Safety data from a large, multinational study were analysed retrospectively. Normotensive and hypertensive patients received escalating dosages of terazosin for 10 weeks and were maintained on 5 or 10 mg daily doses for 16 weeks (single-blind period). After the initial treatment period, only men having sufficient improvements in International Prostate Symptom Score (> or = 30%) and in peak flow rate (> or = 10%) were randomly assigned to continue terazosin or to receive placebo for 24 weeks (double-blind period).
In hypertensive patients, terazosin reduced systolic blood pressure (SBP) and diastolic blood pressure (DBP) during the single-blind period; these clinically significant reductions were maintained in patients receiving terazosin during the double-blind period. However, in normotensive and controlled hypertensive patients terazosin produced no clinically significant mean changes in SBP or DBP during either study period. Terazosin did not adversely affect patients receiving concomitant antihypertensive medication.

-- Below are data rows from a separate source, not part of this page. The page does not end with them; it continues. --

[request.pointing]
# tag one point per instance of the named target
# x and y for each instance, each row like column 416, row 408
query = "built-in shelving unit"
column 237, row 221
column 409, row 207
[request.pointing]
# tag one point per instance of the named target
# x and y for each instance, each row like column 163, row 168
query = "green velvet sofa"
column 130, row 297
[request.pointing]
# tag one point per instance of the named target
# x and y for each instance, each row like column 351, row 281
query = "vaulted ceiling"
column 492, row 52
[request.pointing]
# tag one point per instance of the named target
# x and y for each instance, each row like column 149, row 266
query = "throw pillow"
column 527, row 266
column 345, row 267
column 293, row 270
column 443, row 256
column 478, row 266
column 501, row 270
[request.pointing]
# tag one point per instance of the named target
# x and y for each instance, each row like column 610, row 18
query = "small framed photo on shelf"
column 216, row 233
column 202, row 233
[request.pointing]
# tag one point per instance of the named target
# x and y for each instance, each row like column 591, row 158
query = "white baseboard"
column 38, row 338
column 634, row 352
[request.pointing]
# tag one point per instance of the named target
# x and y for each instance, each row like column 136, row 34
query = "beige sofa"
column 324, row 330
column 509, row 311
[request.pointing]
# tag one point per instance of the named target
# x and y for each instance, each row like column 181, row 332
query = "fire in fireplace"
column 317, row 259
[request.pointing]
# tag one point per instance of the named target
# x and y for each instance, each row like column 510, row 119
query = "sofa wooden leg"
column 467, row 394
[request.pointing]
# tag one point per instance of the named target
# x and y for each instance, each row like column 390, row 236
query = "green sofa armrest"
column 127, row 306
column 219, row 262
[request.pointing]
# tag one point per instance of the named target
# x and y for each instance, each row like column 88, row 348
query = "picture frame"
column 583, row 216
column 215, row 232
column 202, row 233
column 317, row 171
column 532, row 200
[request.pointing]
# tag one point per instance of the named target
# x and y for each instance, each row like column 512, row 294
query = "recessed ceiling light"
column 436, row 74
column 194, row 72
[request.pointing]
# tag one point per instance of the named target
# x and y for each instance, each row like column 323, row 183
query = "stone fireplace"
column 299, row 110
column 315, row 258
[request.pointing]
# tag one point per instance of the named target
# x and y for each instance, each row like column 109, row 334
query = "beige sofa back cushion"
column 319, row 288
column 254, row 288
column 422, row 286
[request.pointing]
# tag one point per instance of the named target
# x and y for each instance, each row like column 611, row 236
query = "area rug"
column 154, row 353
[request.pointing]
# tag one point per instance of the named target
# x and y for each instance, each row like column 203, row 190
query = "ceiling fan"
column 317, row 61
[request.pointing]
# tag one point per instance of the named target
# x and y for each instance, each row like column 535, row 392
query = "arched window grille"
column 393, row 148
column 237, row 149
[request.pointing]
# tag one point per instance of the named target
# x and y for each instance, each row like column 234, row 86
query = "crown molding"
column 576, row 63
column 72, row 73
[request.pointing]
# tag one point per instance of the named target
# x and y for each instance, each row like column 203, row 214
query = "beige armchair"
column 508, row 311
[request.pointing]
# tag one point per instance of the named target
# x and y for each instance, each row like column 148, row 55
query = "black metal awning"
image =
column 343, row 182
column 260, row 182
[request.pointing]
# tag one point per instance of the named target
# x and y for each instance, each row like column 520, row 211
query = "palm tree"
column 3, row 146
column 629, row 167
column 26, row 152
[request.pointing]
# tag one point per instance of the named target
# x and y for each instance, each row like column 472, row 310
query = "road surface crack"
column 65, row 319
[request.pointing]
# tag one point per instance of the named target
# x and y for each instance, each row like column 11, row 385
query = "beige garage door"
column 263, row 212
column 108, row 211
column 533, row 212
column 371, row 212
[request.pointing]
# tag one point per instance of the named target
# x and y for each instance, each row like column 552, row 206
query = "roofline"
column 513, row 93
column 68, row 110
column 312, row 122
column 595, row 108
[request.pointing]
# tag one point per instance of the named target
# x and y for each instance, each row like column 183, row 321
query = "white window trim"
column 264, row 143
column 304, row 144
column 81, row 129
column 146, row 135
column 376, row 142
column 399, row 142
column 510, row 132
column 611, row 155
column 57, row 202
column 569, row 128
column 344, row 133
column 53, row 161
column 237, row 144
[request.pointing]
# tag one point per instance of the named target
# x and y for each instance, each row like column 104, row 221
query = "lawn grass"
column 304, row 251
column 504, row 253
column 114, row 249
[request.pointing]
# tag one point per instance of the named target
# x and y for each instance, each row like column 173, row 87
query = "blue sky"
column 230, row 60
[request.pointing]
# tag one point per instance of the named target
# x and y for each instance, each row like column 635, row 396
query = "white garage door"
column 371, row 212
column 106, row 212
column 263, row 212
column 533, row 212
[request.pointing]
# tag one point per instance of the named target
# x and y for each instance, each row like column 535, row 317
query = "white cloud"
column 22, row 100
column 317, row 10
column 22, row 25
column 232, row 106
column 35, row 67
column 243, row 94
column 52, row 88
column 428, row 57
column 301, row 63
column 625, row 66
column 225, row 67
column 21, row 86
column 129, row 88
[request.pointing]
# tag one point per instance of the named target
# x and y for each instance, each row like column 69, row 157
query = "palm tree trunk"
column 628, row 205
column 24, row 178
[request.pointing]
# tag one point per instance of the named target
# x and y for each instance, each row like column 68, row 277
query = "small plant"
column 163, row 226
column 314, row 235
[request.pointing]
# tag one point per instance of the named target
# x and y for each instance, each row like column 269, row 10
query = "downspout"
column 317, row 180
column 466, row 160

Terazosin is a safe treatment for BPH in normotensive and hypertensive men, including men who are already taking additional antihypertensive drugs.
确定特拉唑嗪在治疗良性前列腺增生(BPH)时对血压及降压治疗的影响。
对一项大型跨国研究的安全数据进行回顾性分析。血压正常和高血压患者接受递增剂量的特拉唑嗪治疗10周,并以每日5或10毫克的剂量维持治疗16周(单盲期)。在初始治疗期后,仅国际前列腺症状评分(改善≥30%)和最大尿流率(改善≥10%)有足够改善的男性被随机分配继续接受特拉唑嗪治疗或接受安慰剂治疗24周(双盲期)。
在高血压患者中,特拉唑嗪在单盲期降低了收缩压(SBP)和舒张压(DBP);在双盲期接受特拉唑嗪治疗的患者中,这些具有临床意义的降低得以维持。然而,在血压正常和血压得到控制的高血压患者中,特拉唑嗪在两个研究期间对SBP或DBP均未产生具有临床意义的平均变化。特拉唑嗪对接受联合降压药物治疗的患者没有不良影响。
特拉唑嗪对于血压正常和高血压男性的BPH是一种安全的治疗方法,包括那些已经在服用其他降压药物的男性。